Thanks for reading. I'm sure that securing a router is usually easy, but it was installed by someone who is no longer accessible to us, and who has passworded it under her own email address. Here's the full story, copied from my Profile page:

My son's ex-girlfriend is tech savvy, and helped us set up our D-Link wireless router (hosted by my pc) about 2 years ago. They have since had an acrimonious breakup, and she has taken us off her Christmas card list. My wife just bought a new laptop, and while it was searching for a wireless connection, it found ours; except now it's insecure, and it wasn't when Ex first installed it. I wanted to fix that, but now I find that it is passworded under her email address, and I can't repair my own frickin' insecure router connection!​
That's why I have joined these forums. I'm grateful for any advice you can offer. It's a D-Link 624, and complete pc specs are in my profile. Thanks in advance.


----------



## Lead3 (Jun 14, 2006)

HI,
Welcome to TSF.
You can reset the router to factory settings (this also resets the user name to "admin" (no quotes) and password to blank) by pressing the reset button with a paperclip for 10 secs.
You can down load a manual from the D-link site below.

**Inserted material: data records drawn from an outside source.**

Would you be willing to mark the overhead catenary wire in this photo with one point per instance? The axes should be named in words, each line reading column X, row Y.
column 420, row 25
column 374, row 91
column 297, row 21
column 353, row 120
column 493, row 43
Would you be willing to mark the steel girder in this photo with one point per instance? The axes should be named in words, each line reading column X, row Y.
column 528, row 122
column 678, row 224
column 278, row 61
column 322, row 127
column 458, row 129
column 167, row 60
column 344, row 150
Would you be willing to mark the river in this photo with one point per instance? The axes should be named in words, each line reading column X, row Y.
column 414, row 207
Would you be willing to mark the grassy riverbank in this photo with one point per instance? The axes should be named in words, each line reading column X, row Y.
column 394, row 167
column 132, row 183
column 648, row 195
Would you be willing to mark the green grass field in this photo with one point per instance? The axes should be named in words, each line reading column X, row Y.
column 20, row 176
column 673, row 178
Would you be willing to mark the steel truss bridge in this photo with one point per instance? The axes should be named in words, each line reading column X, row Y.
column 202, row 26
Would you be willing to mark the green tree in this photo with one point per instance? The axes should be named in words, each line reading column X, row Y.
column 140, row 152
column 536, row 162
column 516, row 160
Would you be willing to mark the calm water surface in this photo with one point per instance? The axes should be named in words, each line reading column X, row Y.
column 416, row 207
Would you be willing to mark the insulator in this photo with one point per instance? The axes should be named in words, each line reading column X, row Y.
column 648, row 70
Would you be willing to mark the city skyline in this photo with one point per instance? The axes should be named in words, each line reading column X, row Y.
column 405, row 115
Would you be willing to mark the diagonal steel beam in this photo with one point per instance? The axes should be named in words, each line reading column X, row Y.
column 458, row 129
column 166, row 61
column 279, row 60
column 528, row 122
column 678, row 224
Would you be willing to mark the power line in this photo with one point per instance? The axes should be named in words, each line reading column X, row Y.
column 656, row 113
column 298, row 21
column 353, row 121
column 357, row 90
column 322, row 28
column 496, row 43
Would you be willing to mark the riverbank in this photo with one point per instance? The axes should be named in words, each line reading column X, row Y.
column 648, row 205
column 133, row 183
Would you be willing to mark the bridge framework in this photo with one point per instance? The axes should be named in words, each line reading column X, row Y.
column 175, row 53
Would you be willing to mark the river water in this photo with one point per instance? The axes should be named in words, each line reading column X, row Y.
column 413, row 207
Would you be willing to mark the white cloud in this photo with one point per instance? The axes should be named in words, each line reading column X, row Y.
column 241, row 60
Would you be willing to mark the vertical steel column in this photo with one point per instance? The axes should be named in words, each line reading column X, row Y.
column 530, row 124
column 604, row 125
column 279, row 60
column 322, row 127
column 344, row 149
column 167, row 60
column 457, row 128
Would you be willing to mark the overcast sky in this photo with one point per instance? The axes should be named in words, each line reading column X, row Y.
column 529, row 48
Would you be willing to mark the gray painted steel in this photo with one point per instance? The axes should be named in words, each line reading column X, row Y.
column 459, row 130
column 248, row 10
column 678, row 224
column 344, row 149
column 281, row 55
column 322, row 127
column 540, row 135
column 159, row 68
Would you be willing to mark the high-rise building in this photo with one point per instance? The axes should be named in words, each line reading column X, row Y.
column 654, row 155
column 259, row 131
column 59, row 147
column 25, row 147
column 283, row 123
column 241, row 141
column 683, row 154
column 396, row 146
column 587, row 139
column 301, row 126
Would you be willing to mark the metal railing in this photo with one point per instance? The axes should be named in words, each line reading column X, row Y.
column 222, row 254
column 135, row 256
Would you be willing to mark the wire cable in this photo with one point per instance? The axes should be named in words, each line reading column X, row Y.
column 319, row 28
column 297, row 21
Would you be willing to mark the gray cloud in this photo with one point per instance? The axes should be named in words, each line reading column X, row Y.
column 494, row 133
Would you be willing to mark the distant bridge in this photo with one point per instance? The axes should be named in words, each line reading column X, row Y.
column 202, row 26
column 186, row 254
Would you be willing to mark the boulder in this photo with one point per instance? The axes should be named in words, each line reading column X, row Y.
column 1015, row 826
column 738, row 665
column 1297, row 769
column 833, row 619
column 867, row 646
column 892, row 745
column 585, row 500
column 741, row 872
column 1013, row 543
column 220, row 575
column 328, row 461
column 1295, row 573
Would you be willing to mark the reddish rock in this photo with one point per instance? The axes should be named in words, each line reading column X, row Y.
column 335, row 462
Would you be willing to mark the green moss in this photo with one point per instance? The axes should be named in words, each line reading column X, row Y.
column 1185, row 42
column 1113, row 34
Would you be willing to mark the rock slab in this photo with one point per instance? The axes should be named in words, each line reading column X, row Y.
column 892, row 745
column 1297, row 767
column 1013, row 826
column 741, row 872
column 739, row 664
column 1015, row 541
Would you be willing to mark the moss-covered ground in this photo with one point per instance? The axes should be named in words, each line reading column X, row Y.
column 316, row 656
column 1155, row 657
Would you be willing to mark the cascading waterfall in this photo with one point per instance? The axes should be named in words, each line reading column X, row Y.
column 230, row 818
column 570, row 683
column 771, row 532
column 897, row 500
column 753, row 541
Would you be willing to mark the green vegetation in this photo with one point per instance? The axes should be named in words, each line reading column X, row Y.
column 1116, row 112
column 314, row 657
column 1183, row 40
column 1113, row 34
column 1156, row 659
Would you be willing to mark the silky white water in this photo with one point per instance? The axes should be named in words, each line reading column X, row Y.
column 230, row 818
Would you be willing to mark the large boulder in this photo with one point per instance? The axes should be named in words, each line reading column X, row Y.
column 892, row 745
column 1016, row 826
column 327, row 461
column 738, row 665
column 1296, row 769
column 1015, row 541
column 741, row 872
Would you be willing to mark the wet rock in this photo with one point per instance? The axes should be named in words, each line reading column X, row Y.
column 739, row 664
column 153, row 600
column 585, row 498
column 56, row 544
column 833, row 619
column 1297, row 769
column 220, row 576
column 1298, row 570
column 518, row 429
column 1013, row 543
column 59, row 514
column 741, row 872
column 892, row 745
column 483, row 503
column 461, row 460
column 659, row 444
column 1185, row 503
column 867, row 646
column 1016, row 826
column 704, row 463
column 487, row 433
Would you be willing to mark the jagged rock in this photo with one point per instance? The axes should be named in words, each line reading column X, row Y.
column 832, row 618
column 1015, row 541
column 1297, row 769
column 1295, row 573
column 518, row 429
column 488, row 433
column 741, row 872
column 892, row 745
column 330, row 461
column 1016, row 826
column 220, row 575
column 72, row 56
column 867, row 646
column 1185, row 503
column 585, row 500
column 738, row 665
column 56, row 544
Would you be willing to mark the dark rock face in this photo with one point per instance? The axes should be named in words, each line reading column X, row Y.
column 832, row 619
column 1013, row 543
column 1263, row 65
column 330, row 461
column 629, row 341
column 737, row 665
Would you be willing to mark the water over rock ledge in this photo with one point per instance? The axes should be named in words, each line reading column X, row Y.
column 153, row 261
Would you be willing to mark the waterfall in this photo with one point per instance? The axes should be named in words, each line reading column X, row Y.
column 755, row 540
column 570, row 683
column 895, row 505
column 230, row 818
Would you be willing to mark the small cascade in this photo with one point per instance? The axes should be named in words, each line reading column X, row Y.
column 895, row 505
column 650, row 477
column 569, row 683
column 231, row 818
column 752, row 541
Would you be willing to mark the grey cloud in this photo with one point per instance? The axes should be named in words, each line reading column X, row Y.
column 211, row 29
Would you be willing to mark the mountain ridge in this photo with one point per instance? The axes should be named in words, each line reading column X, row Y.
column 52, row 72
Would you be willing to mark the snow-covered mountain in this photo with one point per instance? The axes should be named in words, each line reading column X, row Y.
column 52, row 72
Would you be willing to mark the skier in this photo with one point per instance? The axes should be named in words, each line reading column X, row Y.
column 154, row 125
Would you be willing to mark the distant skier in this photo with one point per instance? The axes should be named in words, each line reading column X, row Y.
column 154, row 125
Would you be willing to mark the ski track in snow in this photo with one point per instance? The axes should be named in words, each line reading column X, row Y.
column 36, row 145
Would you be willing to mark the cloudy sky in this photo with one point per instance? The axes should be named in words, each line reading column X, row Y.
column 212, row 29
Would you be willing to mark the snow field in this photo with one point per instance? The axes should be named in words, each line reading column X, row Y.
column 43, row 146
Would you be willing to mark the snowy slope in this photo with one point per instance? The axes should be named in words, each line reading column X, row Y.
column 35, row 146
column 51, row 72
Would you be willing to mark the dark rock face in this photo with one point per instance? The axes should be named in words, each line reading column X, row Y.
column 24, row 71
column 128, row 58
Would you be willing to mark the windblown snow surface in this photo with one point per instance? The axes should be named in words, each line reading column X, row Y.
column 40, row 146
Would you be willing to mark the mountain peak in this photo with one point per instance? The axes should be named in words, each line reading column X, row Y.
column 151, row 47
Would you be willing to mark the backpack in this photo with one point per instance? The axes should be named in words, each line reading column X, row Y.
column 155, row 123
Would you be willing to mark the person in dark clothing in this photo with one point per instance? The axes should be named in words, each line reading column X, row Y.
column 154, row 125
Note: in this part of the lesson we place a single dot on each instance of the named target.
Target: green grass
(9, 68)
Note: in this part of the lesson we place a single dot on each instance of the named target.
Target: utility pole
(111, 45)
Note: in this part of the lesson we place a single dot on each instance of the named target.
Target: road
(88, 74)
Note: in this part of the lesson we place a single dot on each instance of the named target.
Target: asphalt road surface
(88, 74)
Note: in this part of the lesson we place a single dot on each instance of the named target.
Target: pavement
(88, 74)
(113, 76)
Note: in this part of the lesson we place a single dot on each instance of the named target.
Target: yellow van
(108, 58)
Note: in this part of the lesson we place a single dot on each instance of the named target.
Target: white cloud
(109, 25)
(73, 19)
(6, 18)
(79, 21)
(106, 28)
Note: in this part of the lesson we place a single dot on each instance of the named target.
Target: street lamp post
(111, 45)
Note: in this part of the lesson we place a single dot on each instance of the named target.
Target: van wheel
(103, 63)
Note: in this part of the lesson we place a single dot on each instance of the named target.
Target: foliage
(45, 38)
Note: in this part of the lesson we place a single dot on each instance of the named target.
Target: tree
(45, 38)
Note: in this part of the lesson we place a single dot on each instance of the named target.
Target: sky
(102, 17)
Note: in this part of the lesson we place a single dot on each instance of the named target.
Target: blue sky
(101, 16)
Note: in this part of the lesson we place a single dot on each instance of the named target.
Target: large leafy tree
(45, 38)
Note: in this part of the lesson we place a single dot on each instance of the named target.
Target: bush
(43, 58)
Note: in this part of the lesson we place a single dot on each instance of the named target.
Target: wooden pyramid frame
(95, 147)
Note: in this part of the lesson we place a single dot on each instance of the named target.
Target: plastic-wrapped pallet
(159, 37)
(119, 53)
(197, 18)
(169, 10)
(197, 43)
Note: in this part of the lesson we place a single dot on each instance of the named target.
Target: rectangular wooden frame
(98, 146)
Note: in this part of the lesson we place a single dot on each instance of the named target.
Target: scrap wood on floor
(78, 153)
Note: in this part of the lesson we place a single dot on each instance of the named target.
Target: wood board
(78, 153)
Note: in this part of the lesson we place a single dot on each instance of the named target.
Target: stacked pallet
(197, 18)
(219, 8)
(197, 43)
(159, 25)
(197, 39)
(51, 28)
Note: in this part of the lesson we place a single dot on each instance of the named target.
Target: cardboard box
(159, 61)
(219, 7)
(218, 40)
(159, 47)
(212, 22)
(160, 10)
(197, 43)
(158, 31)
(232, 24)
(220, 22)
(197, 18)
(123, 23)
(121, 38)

http://support.dlink.com/products/revision.asp


----------



## 5437632 (Oct 19, 2008)

Thank you, Lead3, not just prompt but 100% helpful. I appreciate it.


----------



## Lead3 (Jun 14, 2006)

You are welcome.
Paul


----------



## ciccariello (Sep 28, 2011)

Hi all! my d-link 524 wireless router is working fine but I can't secure it. I run the wizard from and change the password but it shows up not secure. Any ideas as to what I am doing wrong?

TIA


----------



## Wand3r3r (Sep 17, 2010)

please start your own thread. This one will now be closed due to its age. Thanks


----------